Uploaded by hilya.maheswari

Pediatr Radiol transled fix

advertisement
Pediatr Radiol (2014) 44:467–475
DOI 10.1007/s00247-013-2847-2
Pencitraan long gap esophageal atresia dan proses Foker :
temuan dan komplikasi yang diharapkan
Mark C. Liszewski & Sigrid Bairdain & Carlo Buonomo & Russell W. Jennings & George A. Taylor
Received: 24 June 2013 /Revised: 13 October 2013 /Accepted: 21 November 2013 /Published online: 24 December
2013
# Springer-Verlag Berlin Heidelberg 2013
Abstrak Long gap esophageal atresia (EA) ditandai oleh segmen esofagus yang terlalu berjauhan untuk anastomosis primer.
Perbaikan bedah dengan menggunakan cangkokan interposisi atau transposisi lambung sering digunakan.

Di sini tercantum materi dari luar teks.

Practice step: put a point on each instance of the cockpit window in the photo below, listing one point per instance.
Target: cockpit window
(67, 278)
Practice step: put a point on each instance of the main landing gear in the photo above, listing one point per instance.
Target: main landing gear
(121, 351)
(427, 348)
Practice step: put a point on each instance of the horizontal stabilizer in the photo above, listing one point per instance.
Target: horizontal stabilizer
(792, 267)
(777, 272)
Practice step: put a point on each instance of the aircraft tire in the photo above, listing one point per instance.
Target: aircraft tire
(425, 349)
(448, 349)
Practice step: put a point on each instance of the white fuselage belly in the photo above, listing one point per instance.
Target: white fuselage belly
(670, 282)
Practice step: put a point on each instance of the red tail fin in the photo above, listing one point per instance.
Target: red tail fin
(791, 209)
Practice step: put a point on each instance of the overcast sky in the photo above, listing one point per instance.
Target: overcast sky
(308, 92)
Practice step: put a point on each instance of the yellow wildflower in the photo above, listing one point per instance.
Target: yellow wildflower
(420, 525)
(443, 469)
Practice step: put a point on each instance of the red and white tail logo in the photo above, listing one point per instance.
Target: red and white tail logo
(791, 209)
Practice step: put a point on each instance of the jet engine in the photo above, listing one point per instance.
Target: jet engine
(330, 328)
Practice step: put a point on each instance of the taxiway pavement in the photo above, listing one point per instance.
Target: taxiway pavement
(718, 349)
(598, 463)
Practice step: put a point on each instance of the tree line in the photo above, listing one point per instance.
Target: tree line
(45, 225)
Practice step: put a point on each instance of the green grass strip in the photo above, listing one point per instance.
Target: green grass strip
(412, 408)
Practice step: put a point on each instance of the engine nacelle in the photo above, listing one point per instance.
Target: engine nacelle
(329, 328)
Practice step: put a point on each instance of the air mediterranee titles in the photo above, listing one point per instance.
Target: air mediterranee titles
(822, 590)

The Foker
dipentaskan prosedur pemanjangan merupakan metode bedah alternatif yang memanfaatkan traksi kontinu pada
kerongkongan untuk menginduksi pertumbuhan esofagus dan memungkinkan untuk anastomosis esofagus primer. Tinjauan
bergambar ini menyajikan evaluasi radiografi langkah demi langkah prosedur Foker dan menggambarkan temuan radiografi
dalam komplikasi yang paling sering ditemui dalam kohort kami dari 38 pasien yang dikelola dengan prosedur ini dari
Januari 2000 hingga Juni 2012.
Kata kunci Longgap esophageal atresia. Fokerprocess .
Anak-anak . Esophagus . Esophagram
Introduction
Atresia esofagus (EA) dengan atau tanpa fistula trakeoesofagus (TEF) adalah gangguan kongenital langka, terjadi pada
sekitar 1: 4.500 kelahiran hidup [ 1 ]. Istilah long gap esophageal atresia diterapkan ketika jarak antara segmen atretik atas
dan bawah terlalu jauh untuk anastomosis primer. Karena anastomosis primer tidak mungkin pada kelompok pasien ini,
beberapa teknik bedah digunakan untuk membangun kontinuitas antara segmen atretik. Ini termasuk 1) perbaikan utama di
bawah ketegangan; 2) mobilisasi lambung dengan menarik lambung parsial; 3) memperpanjang miotomi; 4) kantong
proksimal dan distal yang membentang dengan berbagai metode, dan 5) penggantian esofagus dengan lambung, usus atau
jejunum interposisi [ 2 - 4 ]. Pada tahun 1997, Foker dkk. [ 5 ] dijelaskan
Departemen Radiologi, Rumah Sakit Boston Children 's, Harvard Medical School, Boston, MA, USA
teknik alternatif yang menggunakan jahitan traksi untuk mendorong pertumbuhan esofagus in vivo melalui perbaikan
berulang yang menajam dan perbaikan utama yang tertunda. Oleh karena itu, proses Foker memungkinkan kerongkongan
asli berfungsi sebagai saluran, bahkan ketika segmen atretik secara luas ditempatkan.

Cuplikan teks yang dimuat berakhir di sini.